De la hauteur, du recul… que diable !

Quelle joie de pouvoir retrouver ceux qu’on aime après ces longues semaines de confinement complet ! Nous avons tous mesuré l’importance vitale de nos relations. Elles nous sont tout aussi nécessaires que la nourriture, la boisson, le vêtement et le gîte. Heureusement, nous avons pu compter sur l’assistance précieuse des nouveaux moyens de communication. Si le téléphone permet depuis longtemps de tenir conversation, les écrans nous offrent la possibilité de nous voir au-delà de la distance. Grâce aux réseaux sociaux, de belles initiatives de solidarité en tous genres se sont mises en place.

Parmi les caractéristiques de la communication moderne, nous retiendrons qu’elle réduit et l’espace et le temps. En un instant, je peux envoyer une information dans le monde entier. Quel prodige ! Cette « immédiateté mondialisée » n’est pas sans conséquences. En effet, elle exige une réaction ultra rapide qui repose le plus souvent sur l’émotionnel voire l’exalte. Or nous le savons, si l’émotion est un puissant ressort pour l’action, elle est facilement désordonnée et excessive.

Si nous ne pouvons que saluer la mobilisation contre le racisme de ces derniers jours, il nous faut regretter les excès en tous genres auxquels nous assistons. Intelligence et sagesse sont en berne.

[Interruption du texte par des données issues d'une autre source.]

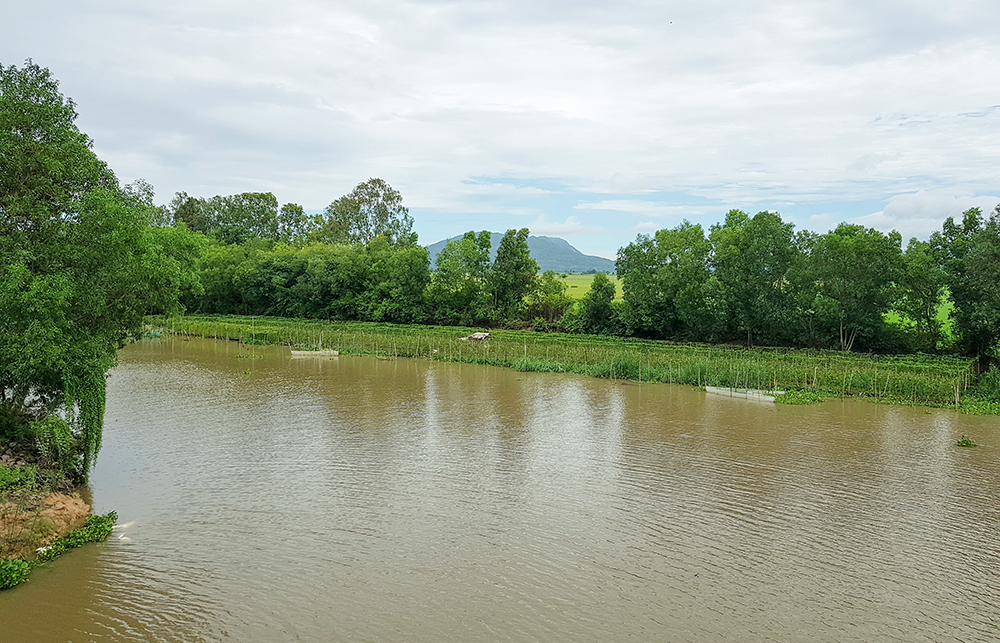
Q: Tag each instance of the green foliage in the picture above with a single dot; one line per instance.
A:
(55, 441)
(984, 397)
(13, 572)
(95, 529)
(548, 300)
(459, 288)
(800, 396)
(905, 379)
(513, 274)
(970, 254)
(237, 218)
(372, 209)
(18, 479)
(79, 267)
(596, 311)
(669, 291)
(752, 257)
(14, 424)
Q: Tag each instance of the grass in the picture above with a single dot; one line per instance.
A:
(579, 285)
(14, 571)
(906, 379)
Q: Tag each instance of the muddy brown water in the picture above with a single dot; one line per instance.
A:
(356, 499)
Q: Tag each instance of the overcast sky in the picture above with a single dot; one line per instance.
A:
(593, 121)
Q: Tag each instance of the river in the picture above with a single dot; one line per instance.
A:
(360, 499)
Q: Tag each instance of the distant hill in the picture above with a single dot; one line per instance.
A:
(551, 253)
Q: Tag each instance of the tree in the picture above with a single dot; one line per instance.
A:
(459, 289)
(751, 259)
(851, 278)
(79, 265)
(970, 253)
(294, 225)
(548, 300)
(922, 288)
(513, 273)
(664, 281)
(597, 313)
(370, 210)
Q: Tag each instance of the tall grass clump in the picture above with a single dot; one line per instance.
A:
(984, 397)
(906, 379)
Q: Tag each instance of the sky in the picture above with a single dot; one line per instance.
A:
(592, 121)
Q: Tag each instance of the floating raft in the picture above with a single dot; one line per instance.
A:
(746, 393)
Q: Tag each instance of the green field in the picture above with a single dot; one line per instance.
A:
(579, 285)
(904, 379)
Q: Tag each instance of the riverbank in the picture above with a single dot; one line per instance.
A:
(806, 375)
(41, 515)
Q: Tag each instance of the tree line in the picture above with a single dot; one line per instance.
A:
(751, 280)
(84, 258)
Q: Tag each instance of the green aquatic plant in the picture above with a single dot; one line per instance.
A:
(800, 396)
(904, 379)
(18, 479)
(95, 529)
(13, 572)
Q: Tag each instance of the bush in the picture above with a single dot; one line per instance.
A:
(799, 396)
(55, 441)
(984, 397)
(18, 479)
(13, 424)
(96, 529)
(12, 572)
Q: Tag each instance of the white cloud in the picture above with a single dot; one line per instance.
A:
(646, 227)
(646, 208)
(921, 213)
(570, 227)
(744, 103)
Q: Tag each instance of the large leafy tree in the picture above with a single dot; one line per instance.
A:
(751, 258)
(372, 209)
(459, 289)
(970, 253)
(79, 264)
(923, 285)
(851, 275)
(667, 281)
(597, 313)
(513, 273)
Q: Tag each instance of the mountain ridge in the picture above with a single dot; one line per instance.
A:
(551, 253)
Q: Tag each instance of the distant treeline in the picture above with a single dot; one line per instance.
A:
(751, 280)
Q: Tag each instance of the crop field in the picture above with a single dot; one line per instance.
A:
(579, 285)
(907, 379)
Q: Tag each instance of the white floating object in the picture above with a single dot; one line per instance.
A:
(746, 393)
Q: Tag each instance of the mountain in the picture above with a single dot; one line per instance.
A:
(551, 253)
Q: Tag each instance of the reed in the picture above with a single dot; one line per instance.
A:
(901, 379)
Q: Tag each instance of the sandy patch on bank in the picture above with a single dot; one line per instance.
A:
(23, 530)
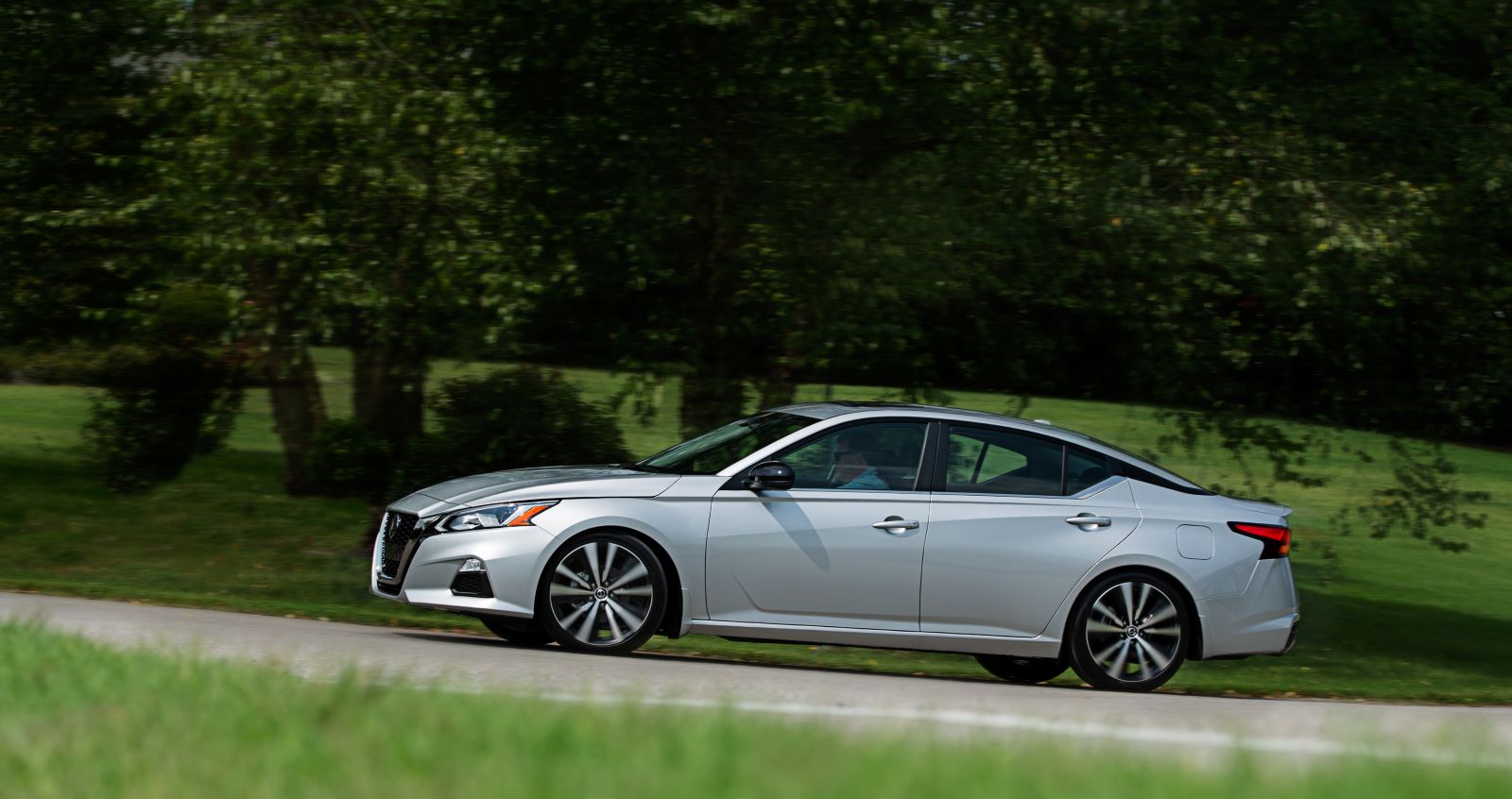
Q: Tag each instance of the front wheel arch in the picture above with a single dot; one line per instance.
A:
(672, 621)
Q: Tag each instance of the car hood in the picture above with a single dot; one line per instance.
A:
(549, 484)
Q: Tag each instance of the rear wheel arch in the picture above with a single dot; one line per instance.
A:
(1189, 604)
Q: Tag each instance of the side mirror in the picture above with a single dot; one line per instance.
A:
(770, 476)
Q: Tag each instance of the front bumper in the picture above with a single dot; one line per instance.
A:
(1262, 620)
(511, 554)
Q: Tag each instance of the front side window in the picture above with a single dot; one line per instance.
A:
(717, 449)
(879, 456)
(985, 461)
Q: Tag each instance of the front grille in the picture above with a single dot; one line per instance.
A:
(397, 535)
(472, 584)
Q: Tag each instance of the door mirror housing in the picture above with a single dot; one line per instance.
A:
(770, 476)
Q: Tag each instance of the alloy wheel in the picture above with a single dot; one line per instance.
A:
(602, 594)
(1133, 633)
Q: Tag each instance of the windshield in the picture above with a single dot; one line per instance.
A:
(717, 449)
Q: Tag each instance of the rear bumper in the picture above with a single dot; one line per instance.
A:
(1262, 620)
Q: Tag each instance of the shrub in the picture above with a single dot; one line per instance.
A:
(166, 398)
(510, 418)
(347, 459)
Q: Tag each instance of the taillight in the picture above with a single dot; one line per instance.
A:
(1275, 538)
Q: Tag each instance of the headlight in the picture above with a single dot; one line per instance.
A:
(498, 516)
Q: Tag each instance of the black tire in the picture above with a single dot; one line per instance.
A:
(518, 632)
(1128, 632)
(593, 612)
(1024, 671)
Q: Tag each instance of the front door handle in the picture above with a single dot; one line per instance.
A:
(896, 524)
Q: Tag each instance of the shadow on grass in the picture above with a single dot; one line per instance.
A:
(714, 660)
(1395, 632)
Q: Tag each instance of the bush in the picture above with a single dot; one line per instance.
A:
(168, 398)
(347, 459)
(510, 418)
(68, 365)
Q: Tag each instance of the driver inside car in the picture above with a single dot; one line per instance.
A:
(851, 467)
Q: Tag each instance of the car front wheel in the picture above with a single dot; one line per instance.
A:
(1130, 632)
(604, 592)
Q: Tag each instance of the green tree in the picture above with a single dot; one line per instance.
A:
(72, 124)
(342, 194)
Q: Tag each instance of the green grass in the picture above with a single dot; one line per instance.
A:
(1398, 620)
(83, 721)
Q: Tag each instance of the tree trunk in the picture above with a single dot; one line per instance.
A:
(389, 392)
(299, 408)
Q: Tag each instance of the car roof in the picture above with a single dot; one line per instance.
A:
(835, 408)
(828, 410)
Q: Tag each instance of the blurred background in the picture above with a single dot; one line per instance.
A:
(271, 264)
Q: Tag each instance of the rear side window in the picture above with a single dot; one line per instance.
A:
(983, 461)
(1085, 470)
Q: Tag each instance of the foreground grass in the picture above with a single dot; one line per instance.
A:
(85, 721)
(1398, 620)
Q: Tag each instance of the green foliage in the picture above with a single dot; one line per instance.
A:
(77, 233)
(510, 418)
(166, 400)
(348, 459)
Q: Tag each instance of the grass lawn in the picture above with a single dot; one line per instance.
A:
(1396, 620)
(83, 721)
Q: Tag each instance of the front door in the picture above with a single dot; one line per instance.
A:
(826, 553)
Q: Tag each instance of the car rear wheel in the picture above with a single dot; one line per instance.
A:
(1128, 632)
(604, 592)
(521, 632)
(1022, 670)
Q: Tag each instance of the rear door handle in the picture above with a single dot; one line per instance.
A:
(896, 524)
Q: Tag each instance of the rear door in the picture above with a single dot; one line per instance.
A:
(1002, 554)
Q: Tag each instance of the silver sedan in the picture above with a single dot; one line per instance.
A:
(871, 524)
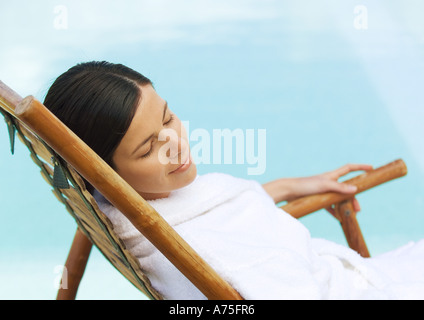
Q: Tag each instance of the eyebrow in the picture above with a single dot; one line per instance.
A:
(165, 107)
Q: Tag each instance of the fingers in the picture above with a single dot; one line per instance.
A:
(350, 168)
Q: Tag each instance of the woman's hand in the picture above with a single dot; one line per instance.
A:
(328, 182)
(293, 188)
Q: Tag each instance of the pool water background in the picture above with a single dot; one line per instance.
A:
(326, 93)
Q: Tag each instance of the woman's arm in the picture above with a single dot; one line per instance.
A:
(287, 189)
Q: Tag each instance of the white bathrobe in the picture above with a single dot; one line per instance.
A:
(262, 251)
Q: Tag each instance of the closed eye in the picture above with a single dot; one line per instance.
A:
(171, 118)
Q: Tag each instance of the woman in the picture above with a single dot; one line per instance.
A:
(234, 224)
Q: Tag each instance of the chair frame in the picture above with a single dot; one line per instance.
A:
(49, 139)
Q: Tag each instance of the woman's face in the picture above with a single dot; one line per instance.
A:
(154, 155)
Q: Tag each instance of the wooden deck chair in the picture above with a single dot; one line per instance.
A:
(63, 159)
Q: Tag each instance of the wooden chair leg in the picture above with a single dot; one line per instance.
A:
(347, 217)
(75, 266)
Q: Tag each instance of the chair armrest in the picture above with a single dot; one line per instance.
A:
(305, 205)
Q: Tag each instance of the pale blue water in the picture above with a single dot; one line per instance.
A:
(326, 93)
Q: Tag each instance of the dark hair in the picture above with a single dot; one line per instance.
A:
(97, 101)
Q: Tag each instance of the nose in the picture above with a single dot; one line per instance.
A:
(174, 146)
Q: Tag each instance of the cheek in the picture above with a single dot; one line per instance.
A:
(143, 174)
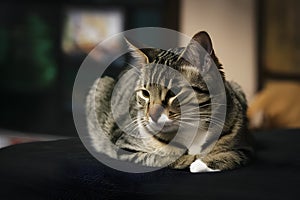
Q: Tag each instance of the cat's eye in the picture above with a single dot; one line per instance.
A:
(145, 93)
(199, 90)
(170, 94)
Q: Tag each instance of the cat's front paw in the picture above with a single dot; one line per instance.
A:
(199, 166)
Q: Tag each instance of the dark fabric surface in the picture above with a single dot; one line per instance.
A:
(64, 169)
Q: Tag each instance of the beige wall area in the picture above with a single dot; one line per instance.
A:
(231, 25)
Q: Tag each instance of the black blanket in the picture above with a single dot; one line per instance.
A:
(64, 169)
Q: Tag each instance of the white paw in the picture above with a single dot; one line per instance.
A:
(199, 166)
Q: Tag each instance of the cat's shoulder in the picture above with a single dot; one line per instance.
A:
(238, 92)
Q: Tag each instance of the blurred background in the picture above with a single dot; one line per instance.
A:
(42, 45)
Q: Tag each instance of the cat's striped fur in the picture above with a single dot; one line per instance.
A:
(156, 106)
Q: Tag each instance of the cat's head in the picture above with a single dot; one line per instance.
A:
(160, 91)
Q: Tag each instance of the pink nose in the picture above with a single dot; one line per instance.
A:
(155, 111)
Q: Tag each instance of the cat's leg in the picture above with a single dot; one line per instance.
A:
(148, 159)
(220, 161)
(183, 162)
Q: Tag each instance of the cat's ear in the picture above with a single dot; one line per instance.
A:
(199, 52)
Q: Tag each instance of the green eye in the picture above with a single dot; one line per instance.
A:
(170, 94)
(145, 93)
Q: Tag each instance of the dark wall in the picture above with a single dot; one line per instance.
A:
(36, 77)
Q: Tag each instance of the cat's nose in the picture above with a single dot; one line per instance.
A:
(155, 111)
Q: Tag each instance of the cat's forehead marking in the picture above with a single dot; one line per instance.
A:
(190, 71)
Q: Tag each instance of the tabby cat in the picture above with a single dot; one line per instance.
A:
(156, 111)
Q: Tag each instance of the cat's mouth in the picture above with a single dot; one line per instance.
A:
(164, 132)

Des quidams s’improvisent défenseurs de la moralité et redresseurs de torts au mépris d’une élémentaire réflexion historique. Journalistes et politiques, beaucoup y vont de leurs commentaires à l’emporte-pièce ou de leurs décisions précipitées.

N’est-il pas temps de revenir à la raison, de prendre du recul et un peu de hauteur ? L’enjeu est moins de déboulonner des statues que d’agir, ici et maintenant, pour bâtir ce monde où le racisme n’aura plus sa place. Il est temps, pour chacun, de balayer devant sa porte et de prendre conscience que nos comportements de consommateurs effrénés condamnent une partie considérable de la population mondiale à la misère, au travail des enfants… bref, à une vie indigne. Alors, arrêtons-nous quelques instants et réfléchissons à ce que nous pouvons changer dans nos comportements quotidiens afin de contribuer à plus d’équité.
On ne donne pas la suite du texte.